It may be time to reexamine the conventional wisdom on Chicago’s gangs.
In the fifth part  of In These Times’ series on “The Other Chicago,” Joel Handley talks with experts and sources on the street who argue that today’s black street gangs are highly unorganized, with no top-down control — and rarely involved with criminal activity.
The 8-Tray Stones on 83rd Street is one of the loose block-by-block groupings that are typical today. It’s a Black P. Stones “set” with somewhere around 400 members consisting of young kids to grandfathers. “At an early age, the men in the neighborhood learn the Stones handshake or gang sign, but that’s the extent of their affiliation.”
The traditional criminal enterprises engaged in by street gangs are less of an option now – extortion has suffered as small businesses have closed and construction has dried up; drug sales are less lucrative as the wholesale price of illegal drugs has risen. Perhaps 10 percent of today’s gang members are involved in those activities, according to Lance Williams of NEIU.
More than 70 percent of self-described gang members are chronicially unemployed, Williams estimates, in a city where 50 percent of working-age black males are jobless.
“People don’t just go to the streets,” says John Hagedorn of UIC. “They’re getting marginal work, losing it, coming back to the streets. There’s a huge set with one foot in and one foot out. Former gang members are trying to move on and having a hard time of it. People that were working their way up got pushed back down.”
And much of the violence categorized by police as gang-related is not that at all, Handley’s sources maintain.
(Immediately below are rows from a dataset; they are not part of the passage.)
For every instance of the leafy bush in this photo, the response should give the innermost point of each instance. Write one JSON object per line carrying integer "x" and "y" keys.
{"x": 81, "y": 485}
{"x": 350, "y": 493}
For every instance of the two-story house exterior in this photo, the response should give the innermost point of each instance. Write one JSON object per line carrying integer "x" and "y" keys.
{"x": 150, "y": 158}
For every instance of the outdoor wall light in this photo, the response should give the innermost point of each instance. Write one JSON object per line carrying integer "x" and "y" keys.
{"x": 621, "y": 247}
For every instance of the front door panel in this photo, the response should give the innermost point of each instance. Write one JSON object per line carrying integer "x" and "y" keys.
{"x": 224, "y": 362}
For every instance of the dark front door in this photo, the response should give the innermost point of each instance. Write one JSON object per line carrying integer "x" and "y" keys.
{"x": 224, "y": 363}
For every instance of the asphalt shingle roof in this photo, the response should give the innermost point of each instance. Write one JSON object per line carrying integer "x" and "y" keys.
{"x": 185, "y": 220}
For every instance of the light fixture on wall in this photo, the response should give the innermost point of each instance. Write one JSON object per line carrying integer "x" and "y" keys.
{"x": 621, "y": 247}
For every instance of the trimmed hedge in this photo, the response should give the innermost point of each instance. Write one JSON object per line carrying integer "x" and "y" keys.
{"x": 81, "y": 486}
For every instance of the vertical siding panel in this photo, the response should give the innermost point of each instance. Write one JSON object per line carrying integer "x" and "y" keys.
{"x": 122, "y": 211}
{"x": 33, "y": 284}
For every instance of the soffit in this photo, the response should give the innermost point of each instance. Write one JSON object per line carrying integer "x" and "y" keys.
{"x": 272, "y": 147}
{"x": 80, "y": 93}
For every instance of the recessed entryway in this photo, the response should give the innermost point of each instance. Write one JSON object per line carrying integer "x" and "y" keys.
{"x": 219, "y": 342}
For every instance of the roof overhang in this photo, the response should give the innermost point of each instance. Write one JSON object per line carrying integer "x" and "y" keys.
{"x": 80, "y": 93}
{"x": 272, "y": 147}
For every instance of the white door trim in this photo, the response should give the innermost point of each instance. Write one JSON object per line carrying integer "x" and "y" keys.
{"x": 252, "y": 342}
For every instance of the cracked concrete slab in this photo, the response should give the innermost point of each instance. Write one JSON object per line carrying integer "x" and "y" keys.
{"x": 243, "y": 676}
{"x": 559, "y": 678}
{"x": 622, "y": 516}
Von Stone, a hospital case manager, says it’s easy to “sweep it under the run” by calling a shooting gang-related “when they have no idea.”
Much of this violence is actually interpersonal, reflecting a “Wild West mentality,” says a member of the 8-Trays. He argues (as we previously noted  Whet Moser arguing) that the proliferation of violence is tied to the demolition of high-rise projects and the focus on incarceration as a crime deterrent.
Stone, himself a shooting victim, founded Hip Hope, a program that helps surviviors of violence find housing, rehabilitation, and support services. “Everybody talks about how many die, but nobody talks about the survivors,” he says. Last year the program lost its state funding. Now it’s looking for donors.